The second round forecast was based on the high correlation of the vote between the first round result and the second round result in past presidential elections. The correlation was so high that I used it to estimate the second round result as the Right receiving 48.09% of the vote, thus giving Macron the majority of the vote and the Élysée Palace. The actual result for the Right candidate, Le Pen, was 33.94%, well outside even the lowest statistically likely score from the forecasting model, 45.32%, or 11.28% away from the actual result. At minimum, the second round forecast at least predicted the eventual winner, and suggested that the Right, like the Socialist left during the first round, severely underperformed based on past elections. (Of course, there is the perspective that the National Front is so far beyond the traditional Right that it could not ever count on these voters to support Le Pen en massé. I have more to say on this perspective below.)

Photo of people waving french flags at a rally
Supporters of Macron celebrating his victory at the Louvre on May 7, 2017. Photo by Lorie Shaull.

There were, of course, unique factors in play in 2017 that will confound forecasting, an endeavor that relies on consistent patterns of behavior. The most notable was the anti-establishment flavor of the second round, but there were other unusual features. The abstention rate during the second round was 25.38%, an unsurprisingly high rate during this establishment-shattering election during which voters expressed a particular distain for politicians. An additional 11.49% cast either blank or spoiled ballots, most likely a protest vote, leading to a voter turnout of 74.62%, the lowest turnout since 1969. (For comparison, however, this low turnout is high compared to U.S. presidential elections. The last U.S. election with turnout that high was in 1896.)

The campaigns run by Macron and Le Pen between the first and second rounds are of interest to this rather errant forecast. With the establishment parties rendered asunder in the first round, their voters were up for grabs by Macron and Le Pen. Since Le Pen was an extreme right candidate, she could not automatically count on the support from the right wing of French politics. She did secure the support of Nicolas Dupont-Aignan’s Debout la France moderate right wing nationalist party by announcing that should she win, Dupont-Aignan would become the Prime Minister. (Under the Fifth Republic constitution, the President selects the Prime Minister, who then must be able to command the National Assembly legislature in the passage of legislation.) Debout la France is a small party, though, winning only 4.7% of the first round presidential vote. This capture by Le Pen proved to be insufficient for her winning prospects.

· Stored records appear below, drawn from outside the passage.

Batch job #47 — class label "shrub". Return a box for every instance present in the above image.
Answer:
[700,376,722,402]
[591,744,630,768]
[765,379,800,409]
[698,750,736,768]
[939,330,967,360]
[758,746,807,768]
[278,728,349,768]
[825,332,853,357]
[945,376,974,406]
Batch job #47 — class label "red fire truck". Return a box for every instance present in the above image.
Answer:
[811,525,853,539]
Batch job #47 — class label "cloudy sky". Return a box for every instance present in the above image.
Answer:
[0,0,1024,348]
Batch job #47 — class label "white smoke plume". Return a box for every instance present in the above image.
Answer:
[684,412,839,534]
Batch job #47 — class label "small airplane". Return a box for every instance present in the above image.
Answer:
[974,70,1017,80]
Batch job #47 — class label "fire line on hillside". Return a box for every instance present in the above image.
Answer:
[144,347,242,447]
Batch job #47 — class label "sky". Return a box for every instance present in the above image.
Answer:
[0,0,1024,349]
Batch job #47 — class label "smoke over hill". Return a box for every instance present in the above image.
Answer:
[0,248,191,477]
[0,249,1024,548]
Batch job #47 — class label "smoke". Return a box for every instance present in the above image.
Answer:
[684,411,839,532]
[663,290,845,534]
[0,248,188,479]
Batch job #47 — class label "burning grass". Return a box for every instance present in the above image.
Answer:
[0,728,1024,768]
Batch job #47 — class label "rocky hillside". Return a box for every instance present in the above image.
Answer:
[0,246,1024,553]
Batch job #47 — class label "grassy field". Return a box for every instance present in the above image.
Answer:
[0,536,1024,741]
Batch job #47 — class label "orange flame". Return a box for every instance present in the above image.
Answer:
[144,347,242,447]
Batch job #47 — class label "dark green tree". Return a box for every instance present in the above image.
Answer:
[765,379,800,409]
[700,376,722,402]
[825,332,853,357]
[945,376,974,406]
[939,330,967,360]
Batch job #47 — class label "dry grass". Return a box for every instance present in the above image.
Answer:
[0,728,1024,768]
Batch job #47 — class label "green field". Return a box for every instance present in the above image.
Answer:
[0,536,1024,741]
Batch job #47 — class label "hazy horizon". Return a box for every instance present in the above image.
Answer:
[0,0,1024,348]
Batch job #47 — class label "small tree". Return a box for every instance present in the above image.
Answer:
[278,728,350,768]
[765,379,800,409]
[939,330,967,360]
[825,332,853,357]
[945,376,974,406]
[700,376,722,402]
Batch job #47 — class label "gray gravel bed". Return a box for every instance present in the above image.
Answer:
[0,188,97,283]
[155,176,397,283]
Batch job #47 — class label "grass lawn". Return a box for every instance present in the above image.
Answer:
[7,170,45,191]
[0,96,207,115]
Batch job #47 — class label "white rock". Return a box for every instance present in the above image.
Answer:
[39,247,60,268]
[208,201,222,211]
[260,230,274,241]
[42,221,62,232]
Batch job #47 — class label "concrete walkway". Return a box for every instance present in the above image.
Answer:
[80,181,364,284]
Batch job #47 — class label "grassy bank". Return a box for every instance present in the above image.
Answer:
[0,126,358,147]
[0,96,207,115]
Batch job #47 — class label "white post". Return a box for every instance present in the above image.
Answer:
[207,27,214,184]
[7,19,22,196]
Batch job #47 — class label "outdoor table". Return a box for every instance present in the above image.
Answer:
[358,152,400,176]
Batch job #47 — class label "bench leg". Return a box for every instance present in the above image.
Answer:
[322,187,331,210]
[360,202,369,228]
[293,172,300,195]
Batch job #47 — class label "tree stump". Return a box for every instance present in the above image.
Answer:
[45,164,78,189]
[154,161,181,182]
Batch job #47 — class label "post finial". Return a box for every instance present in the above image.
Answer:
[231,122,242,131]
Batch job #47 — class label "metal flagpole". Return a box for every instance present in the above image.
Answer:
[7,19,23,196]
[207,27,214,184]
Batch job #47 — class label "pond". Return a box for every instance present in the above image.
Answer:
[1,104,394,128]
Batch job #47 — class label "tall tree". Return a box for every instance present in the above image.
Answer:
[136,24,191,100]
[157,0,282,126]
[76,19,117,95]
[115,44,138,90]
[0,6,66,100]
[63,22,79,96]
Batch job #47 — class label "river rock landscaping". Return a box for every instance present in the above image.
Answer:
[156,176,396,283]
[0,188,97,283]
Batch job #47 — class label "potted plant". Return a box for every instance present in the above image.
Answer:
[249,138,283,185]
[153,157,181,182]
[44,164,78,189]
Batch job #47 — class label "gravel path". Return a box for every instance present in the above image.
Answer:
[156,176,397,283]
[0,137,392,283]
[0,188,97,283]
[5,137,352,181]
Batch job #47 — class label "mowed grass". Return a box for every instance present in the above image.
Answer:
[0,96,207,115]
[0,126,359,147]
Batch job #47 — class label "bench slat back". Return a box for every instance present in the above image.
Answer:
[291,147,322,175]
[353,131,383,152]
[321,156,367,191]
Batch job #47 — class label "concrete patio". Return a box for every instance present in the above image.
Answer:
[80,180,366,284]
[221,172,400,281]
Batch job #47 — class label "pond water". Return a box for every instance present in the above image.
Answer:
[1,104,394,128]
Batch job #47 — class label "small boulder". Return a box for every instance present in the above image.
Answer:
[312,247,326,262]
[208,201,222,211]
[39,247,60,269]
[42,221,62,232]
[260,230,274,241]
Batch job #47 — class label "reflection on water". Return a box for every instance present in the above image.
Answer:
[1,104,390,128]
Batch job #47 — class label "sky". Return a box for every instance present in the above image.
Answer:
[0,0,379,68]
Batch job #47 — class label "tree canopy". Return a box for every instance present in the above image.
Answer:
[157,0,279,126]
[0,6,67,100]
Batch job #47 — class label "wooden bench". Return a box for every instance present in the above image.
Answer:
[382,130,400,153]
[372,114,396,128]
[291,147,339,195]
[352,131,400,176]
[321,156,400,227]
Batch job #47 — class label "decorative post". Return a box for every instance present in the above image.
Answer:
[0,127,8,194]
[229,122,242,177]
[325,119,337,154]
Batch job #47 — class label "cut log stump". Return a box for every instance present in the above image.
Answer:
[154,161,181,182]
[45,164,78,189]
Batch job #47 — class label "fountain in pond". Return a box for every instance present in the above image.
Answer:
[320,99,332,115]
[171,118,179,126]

Photo of Emanuel Macron standing outdoors


French pollsters tracked closely the voters for the main losing first round candidates as to their second round preferences, continuously polling throughout the two weeks of campaigning. Overwhelmingly, these voters supported Macron during the second round campaign, which included a fiery debate as obstreperous as the Trump-Clinton debates in 2016. For voters supporting Mélenchon in the first round, on average from the eight public opinion firms, 48% supported Macron and 16% supported Le Pen. For voters supporting Hamon, on average 75% supported Macron and 5% supported Le Pen. For voters supporting Fillon, 45% supported Macron and 28% supported Le Pen. Macron clearly capitalized on the freed first round supporters of other candidates. Macron’s centrist political position turned out to be close to the ideal “median voter” first articulated sixty years ago by Anthony Downs in his book An Economic Theory of Democracy, which postulated that politicians who sought to appeal to voters in the middle of the ideological spectrum had the greatest potential to win a broader array of voters than those who sought voters at the extremes. Macron was able to peel voters away from Le Pen by performing this Downsian maneuver.

From an election forecasting perspective, French polling was very accurate during this campaign, which made the predictive model relatively accurate as well on the first round. The second round forecast, relying on the predictable return of voters to either the Left or Right main candidates, suffered from the lack of normalcy of the final candidates. Unhinged from their traditional ideological moorings, the French voting calculus could not be as well forecasted as before, though the broad tendency toward the winner could be detected from this forecasting formula. Even in this unusual election, a bedrock indicator such as governmental performance sustained itself as a forecasting instrument that could point to the winning candidate. Still, it is hard to overestimate just how transformative this election was for French politics. In short, L’électeur français continuera à naviguer dans les eaux inexplorées.